El deporte de acusar a Israel de genocidio

La asimetría emocional es perceptible: las de Hamás son condenas de puro trámite, mientras que la condena a Israel es visceral, absoluta.

La asimetría emocional es perceptible: las de Hamás son condenas de puro trámite, mientras que la condena a Israel es visceral, absoluta.
Una persona con una muñequera palestina pisa una bandera israelí. | EFE

Sudáfrica ha presentado acusación de genocidio contra Israel ante la Corte Internacional de La Haya y como este tribunal es el órgano judicial de la ONU, cuyo sesgo en este asunto es conocido, el caso podrá prosperar. Lo hará, sobre todo, para los fines buscados, que son eminentemente publicitarios: propagandísticos, dirían los de antes. El gran eco mediático que ha tenido la acusación contrasta con la escasa o nula atención que se presta a los motivos del Gobierno sudafricano. Pocos recuerdan que el partido hegemónico, el Congreso Nacional Africano, mantiene estrechos lazos con la OLP desde hace mucho tiempo. Aún se recuerda menos que Sudáfrica se negó a entregar hace algunos años al Tribunal Penal Internacional —distinto de la Corte de La Haya— al ex dictador de Sudán, Omar al Bashir, contra el que había orden de arresto por crímenes de guerra, crímenes contra la humanidad y genocidio. El país que protegió a un acusado de genocidio con orden de detención, acusa ahora de genocidio a Israel por la guerra contra Hamás.

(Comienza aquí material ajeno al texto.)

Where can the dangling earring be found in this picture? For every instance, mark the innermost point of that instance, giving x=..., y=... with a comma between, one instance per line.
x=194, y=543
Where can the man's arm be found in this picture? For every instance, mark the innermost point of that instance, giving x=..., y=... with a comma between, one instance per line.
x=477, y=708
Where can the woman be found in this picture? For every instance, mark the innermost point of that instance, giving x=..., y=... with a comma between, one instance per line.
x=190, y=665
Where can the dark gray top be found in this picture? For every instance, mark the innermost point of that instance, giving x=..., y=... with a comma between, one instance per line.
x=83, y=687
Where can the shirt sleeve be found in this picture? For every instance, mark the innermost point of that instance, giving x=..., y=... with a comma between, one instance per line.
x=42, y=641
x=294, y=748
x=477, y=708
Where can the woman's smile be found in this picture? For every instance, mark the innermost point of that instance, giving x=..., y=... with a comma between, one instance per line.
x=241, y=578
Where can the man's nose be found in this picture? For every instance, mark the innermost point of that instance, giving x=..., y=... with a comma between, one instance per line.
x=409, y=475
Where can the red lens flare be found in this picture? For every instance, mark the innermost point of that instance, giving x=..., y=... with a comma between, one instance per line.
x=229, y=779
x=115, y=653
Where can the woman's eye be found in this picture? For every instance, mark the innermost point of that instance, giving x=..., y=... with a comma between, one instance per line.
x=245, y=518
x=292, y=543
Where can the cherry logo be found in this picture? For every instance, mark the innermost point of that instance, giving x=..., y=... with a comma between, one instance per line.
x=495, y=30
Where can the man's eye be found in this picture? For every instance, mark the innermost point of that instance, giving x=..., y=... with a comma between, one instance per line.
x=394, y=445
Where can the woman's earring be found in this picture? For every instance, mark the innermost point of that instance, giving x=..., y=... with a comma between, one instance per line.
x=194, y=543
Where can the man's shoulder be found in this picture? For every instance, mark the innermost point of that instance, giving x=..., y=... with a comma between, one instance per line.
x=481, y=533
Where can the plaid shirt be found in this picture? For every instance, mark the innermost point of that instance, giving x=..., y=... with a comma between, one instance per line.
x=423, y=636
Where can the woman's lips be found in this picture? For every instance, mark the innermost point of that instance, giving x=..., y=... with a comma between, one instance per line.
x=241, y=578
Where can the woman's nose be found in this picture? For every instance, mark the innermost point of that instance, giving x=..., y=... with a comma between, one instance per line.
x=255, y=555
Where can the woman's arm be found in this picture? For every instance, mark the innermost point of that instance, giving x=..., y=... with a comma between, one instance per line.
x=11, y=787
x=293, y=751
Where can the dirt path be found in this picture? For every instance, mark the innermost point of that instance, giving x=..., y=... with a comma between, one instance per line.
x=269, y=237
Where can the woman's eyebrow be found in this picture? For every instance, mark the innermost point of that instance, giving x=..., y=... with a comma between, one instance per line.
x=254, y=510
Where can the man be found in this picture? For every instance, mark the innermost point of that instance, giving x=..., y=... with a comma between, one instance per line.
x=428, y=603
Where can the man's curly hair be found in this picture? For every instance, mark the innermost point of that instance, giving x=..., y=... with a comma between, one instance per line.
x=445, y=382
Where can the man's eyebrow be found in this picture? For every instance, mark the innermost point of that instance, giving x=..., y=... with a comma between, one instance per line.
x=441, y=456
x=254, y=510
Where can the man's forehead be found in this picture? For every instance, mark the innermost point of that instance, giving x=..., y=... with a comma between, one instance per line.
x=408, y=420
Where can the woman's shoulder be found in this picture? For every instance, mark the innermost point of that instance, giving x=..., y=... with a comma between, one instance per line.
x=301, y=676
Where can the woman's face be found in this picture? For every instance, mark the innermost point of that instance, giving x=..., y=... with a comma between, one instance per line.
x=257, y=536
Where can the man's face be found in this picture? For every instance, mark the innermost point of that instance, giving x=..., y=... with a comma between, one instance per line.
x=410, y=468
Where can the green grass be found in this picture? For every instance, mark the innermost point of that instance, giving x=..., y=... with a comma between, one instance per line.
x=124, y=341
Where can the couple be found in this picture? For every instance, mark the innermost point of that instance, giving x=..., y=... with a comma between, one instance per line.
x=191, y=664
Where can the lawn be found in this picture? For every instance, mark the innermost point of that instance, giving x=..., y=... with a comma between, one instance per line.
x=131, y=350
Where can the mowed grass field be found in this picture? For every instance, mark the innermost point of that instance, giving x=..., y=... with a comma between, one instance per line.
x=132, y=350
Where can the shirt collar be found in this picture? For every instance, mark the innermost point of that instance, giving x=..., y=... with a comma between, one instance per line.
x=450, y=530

La acción sudafricana sólo formaliza una práctica constante. Las acusaciones de genocidio contra Israel no son nuevas ni de ahora. Se han constituido en un deporte macabro que muchos disfrutan practicando. Qué empuja a tanta gente, a tantos partidos y organizaciones a hacerlo es la pregunta. Si se prescinde de lo político o ideológico, toparemos seguramente con un odio —el odio a los judíos— que trasciende aquellos órdenes. Si vamos en busca de las raíces, llegaremos muy atrás. Es un odio de siglos. Las sociedades democráticas de hoy no querrán reconocer que lo albergan en su seno. Pero ahí está. Encubierto, pero está. Acusar de genocida a los que fueron víctimas del genocidio más espantoso del siglo XX, si pueden distinguirse grados en el horror, quizá sea un modo de desprenderse del remanente de culpa que quede en algunas sociedades por lo que entonces sucedió, sí, con su colaboración.

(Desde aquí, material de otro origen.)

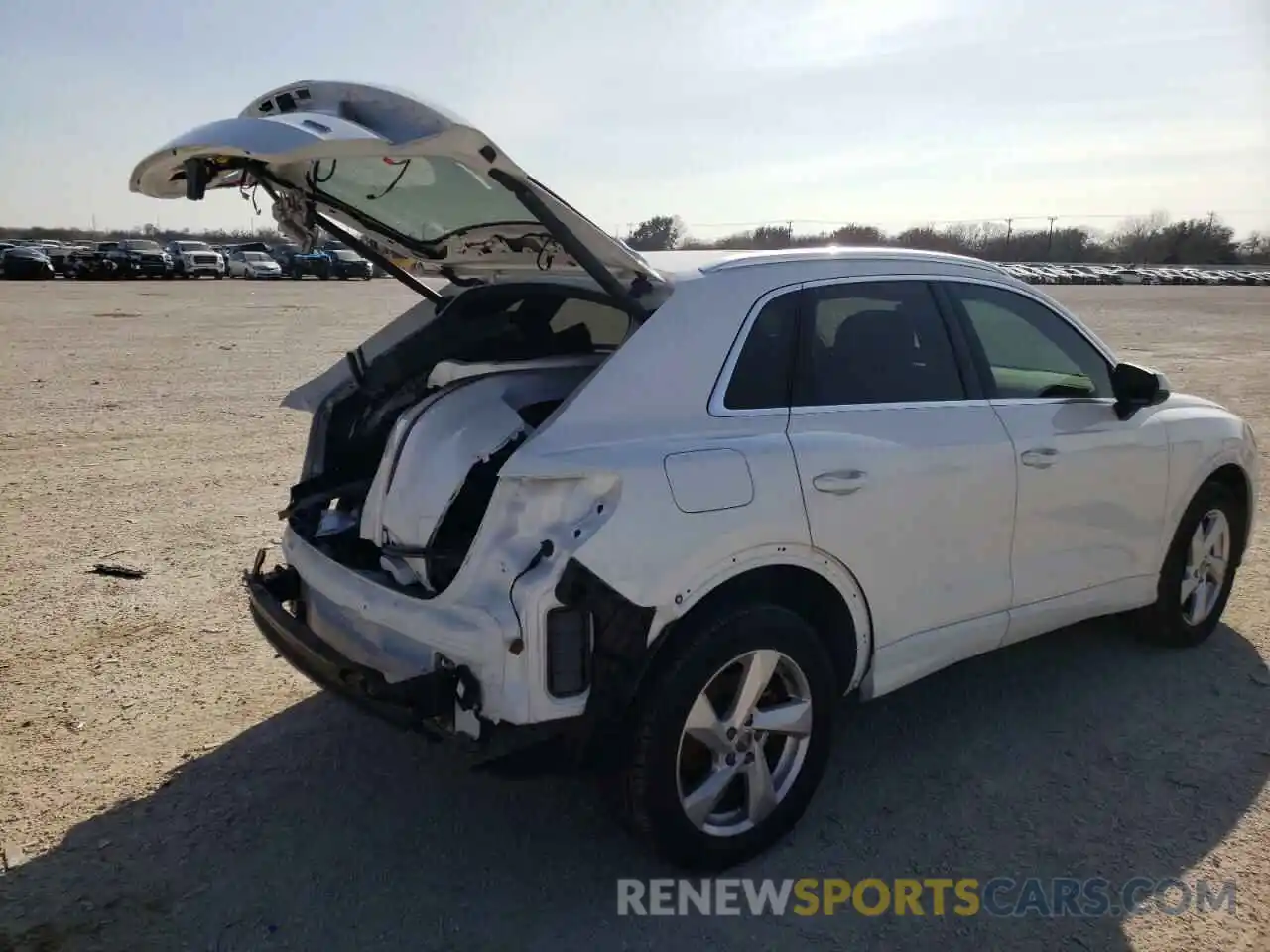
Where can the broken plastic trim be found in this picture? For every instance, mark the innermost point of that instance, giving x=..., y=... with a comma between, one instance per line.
x=619, y=657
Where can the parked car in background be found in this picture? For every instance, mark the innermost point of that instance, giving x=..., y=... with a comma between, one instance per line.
x=26, y=262
x=100, y=262
x=304, y=263
x=253, y=264
x=345, y=263
x=62, y=255
x=190, y=259
x=143, y=258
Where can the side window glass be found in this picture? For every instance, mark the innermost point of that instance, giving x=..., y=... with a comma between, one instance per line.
x=761, y=379
x=1032, y=350
x=875, y=343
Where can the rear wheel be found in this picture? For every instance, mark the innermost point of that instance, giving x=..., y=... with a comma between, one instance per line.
x=1198, y=572
x=730, y=740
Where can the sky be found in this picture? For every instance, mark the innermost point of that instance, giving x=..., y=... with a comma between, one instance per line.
x=728, y=113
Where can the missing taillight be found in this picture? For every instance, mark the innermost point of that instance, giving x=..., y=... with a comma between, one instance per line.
x=568, y=652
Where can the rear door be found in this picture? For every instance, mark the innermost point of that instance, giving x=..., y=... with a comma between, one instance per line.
x=1091, y=486
x=907, y=472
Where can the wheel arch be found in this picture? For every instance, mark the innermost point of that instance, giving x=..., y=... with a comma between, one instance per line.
x=1227, y=470
x=799, y=578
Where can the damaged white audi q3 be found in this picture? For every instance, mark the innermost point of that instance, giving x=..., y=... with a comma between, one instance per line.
x=661, y=513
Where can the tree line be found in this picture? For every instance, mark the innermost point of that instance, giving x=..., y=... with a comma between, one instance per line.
x=1148, y=240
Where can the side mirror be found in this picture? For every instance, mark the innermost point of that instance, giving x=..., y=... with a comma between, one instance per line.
x=1135, y=388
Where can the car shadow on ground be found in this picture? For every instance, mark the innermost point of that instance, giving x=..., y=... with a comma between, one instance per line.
x=1082, y=753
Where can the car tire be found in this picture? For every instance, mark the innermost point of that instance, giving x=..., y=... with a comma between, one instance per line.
x=1210, y=535
x=665, y=767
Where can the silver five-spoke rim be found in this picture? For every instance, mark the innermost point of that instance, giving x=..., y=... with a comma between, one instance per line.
x=743, y=743
x=1206, y=562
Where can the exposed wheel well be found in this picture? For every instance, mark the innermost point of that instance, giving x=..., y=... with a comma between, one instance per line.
x=801, y=590
x=1232, y=477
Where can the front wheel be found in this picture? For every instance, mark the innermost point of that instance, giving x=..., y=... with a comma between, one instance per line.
x=1198, y=572
x=730, y=740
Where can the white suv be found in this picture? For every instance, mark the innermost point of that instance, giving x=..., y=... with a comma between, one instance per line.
x=662, y=512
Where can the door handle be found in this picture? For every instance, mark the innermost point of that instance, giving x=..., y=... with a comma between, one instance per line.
x=1039, y=458
x=839, y=483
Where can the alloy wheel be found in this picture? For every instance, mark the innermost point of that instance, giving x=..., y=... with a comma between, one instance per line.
x=734, y=769
x=1206, y=563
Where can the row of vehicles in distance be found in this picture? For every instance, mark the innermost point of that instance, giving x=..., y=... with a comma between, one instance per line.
x=182, y=258
x=1037, y=273
x=190, y=258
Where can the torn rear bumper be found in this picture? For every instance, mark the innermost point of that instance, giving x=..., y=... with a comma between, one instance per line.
x=426, y=702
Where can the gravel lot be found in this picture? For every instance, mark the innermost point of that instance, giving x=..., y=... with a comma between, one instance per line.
x=167, y=783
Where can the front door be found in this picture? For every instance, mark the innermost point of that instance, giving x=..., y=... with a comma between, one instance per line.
x=1091, y=486
x=908, y=481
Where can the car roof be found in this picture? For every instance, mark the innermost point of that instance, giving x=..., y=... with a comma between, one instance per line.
x=681, y=264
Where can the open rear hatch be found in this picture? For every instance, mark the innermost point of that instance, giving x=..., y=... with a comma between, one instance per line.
x=413, y=178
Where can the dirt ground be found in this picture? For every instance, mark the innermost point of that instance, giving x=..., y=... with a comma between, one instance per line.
x=167, y=783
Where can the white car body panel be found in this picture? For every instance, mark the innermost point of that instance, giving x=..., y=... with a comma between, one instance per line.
x=376, y=132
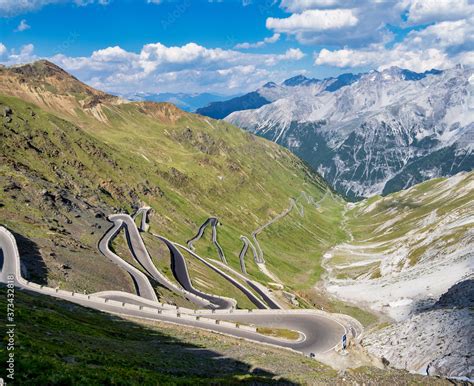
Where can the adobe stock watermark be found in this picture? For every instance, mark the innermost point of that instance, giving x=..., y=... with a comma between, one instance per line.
x=10, y=330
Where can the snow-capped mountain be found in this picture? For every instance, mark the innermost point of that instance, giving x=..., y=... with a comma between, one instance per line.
x=372, y=133
x=271, y=91
x=187, y=102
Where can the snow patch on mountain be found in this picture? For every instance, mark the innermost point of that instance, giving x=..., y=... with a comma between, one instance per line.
x=370, y=132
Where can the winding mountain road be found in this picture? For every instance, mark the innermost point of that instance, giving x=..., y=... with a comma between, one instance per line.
x=213, y=222
x=319, y=331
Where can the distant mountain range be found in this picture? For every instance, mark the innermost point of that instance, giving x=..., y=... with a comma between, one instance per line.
x=187, y=102
x=369, y=133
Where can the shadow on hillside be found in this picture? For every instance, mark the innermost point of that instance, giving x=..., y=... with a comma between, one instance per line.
x=31, y=260
x=94, y=346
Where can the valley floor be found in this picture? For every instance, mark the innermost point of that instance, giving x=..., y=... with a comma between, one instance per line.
x=128, y=352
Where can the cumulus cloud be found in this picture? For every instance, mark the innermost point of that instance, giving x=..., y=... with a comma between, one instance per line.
x=314, y=20
x=440, y=45
x=427, y=11
x=383, y=58
x=24, y=55
x=158, y=68
x=336, y=22
x=270, y=40
x=296, y=6
x=23, y=26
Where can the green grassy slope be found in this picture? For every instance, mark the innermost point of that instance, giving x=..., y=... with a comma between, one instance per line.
x=66, y=165
x=428, y=222
x=115, y=351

Estoy leyendo el libro de Xavier Pericay, Aly Herscovitz. Cenizas en la vida europea de Josep Pla. Es el relato de la investigación de cinco españoles —Arcadi Espada, Sergio Campos, Marcel Gascón, Eugenia Codina y Xavier Pericay— para saber quién fue, cómo vivió y cómo murió una joven alemana judía con la que Pla tuvo relación en Berlín, y sobre la que el autor escribiría, años más tarde, que había muerto "quemada" en un campo de concentración. El libro conduce, inevitable, a Auschwitz, pero pasando por Francia, donde Herscovitz, junto con otros miles de judíos refugiados en suelo francés, fue detenida por las autoridades francesas bajo las órdenes nazis. Cayó en la redada del Velódromo de Invierno de París, de allí fue a Auschwitz en aquellos trenes saturados, inhumanos, donde ya perecieron tantos, y en Auschwitz fue asesinada. Francia no reconocería aquella colaboración en la infausta redada hasta muchos, muchos años después.

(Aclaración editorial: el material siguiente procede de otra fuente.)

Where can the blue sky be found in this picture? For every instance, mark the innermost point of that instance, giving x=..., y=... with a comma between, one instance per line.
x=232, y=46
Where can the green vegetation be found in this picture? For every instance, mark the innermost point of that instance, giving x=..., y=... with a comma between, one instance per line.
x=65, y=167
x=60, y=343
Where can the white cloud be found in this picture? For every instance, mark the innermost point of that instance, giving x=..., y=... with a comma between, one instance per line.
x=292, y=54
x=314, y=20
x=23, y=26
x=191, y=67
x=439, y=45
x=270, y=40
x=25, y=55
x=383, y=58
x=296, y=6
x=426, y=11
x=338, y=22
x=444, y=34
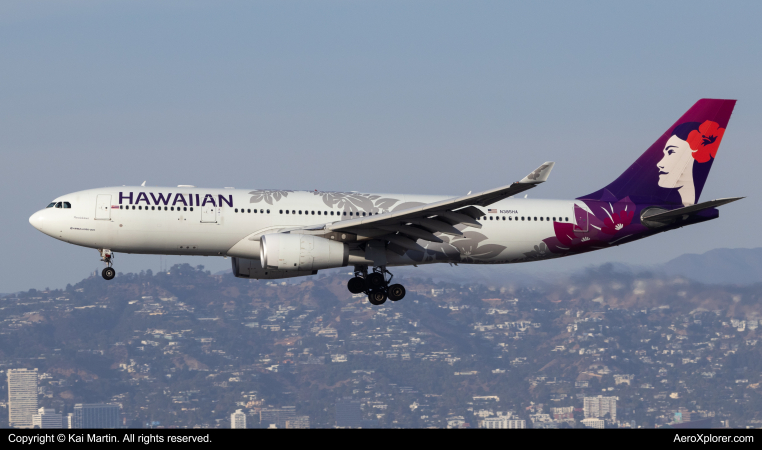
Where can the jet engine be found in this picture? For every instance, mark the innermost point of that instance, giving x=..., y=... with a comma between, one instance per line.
x=300, y=252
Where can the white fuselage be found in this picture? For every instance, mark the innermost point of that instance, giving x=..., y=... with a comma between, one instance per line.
x=229, y=222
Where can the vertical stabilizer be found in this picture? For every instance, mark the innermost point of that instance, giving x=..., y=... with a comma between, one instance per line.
x=674, y=169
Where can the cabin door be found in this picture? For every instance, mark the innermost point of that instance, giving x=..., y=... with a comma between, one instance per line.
x=208, y=214
x=103, y=207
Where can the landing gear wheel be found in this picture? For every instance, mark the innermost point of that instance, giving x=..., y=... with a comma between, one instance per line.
x=396, y=292
x=377, y=297
x=108, y=273
x=375, y=280
x=356, y=285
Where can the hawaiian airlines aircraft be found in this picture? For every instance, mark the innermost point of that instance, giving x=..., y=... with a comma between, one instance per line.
x=282, y=233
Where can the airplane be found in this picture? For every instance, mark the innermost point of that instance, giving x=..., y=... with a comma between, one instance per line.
x=273, y=234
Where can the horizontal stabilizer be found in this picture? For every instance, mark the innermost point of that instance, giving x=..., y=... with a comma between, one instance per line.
x=675, y=213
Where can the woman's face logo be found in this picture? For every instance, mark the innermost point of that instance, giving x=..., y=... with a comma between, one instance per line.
x=677, y=157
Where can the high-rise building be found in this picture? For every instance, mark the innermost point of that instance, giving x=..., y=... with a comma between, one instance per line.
x=502, y=422
x=298, y=422
x=95, y=415
x=238, y=419
x=277, y=416
x=348, y=413
x=47, y=418
x=600, y=406
x=22, y=397
x=593, y=422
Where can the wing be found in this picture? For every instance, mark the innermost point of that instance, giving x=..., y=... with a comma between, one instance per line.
x=667, y=216
x=406, y=226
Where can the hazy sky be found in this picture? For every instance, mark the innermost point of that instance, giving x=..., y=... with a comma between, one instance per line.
x=402, y=97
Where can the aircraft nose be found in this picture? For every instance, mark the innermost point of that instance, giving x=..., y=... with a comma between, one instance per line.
x=38, y=220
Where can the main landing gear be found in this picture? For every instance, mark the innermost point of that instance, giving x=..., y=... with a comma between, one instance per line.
x=375, y=285
x=106, y=256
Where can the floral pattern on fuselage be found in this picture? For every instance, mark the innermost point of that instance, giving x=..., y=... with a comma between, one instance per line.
x=604, y=226
x=268, y=195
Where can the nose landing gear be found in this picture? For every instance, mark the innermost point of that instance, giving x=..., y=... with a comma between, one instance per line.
x=106, y=256
x=375, y=285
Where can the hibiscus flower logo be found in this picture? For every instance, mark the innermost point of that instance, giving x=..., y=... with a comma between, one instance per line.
x=705, y=141
x=617, y=221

La hipótesis de unos restos de culpa que se ventilan culpando de genocidio a las víctimas del gran genocidio es, con todo, benévola. La pervivencia del odio a los judíos es posibilidad más realista. Naturalmente, igual que el racismo, el odio al judío se encubre. Pero se nota. No es normal gozar de la manera que gozan cuando acusan de genocidio a Israel: cuando culpan del crimen a la víctima del crimen. Se cubren, lo ha hecho también Sudáfrica, condenando los ataques de Hamás, pero la asimetría emocional es perceptible: son condenas de puro trámite, mientras que la condena a Israel es visceral, absoluta. Ponen en ella todo lo que llevan dentro. Incluso los superficiales, como el presidente del Gobierno español, se vuelcan en las acusaciones contra Israel y pasan de puntillas sobre las atrocidades de Hamás. Ni una palabra sobre las mujeres israelíes que fueron violadas mientras las acuchillaban y mutilaban. Bastante tuvo con soportar los vídeos que le pusieron cuando visitó Israel: "tuve que visionar durante 20 minutos atentados y crímenes de Hamás". Lo hizo obligado, que si no, pasa. Qué diría este hombre en Auschwitz.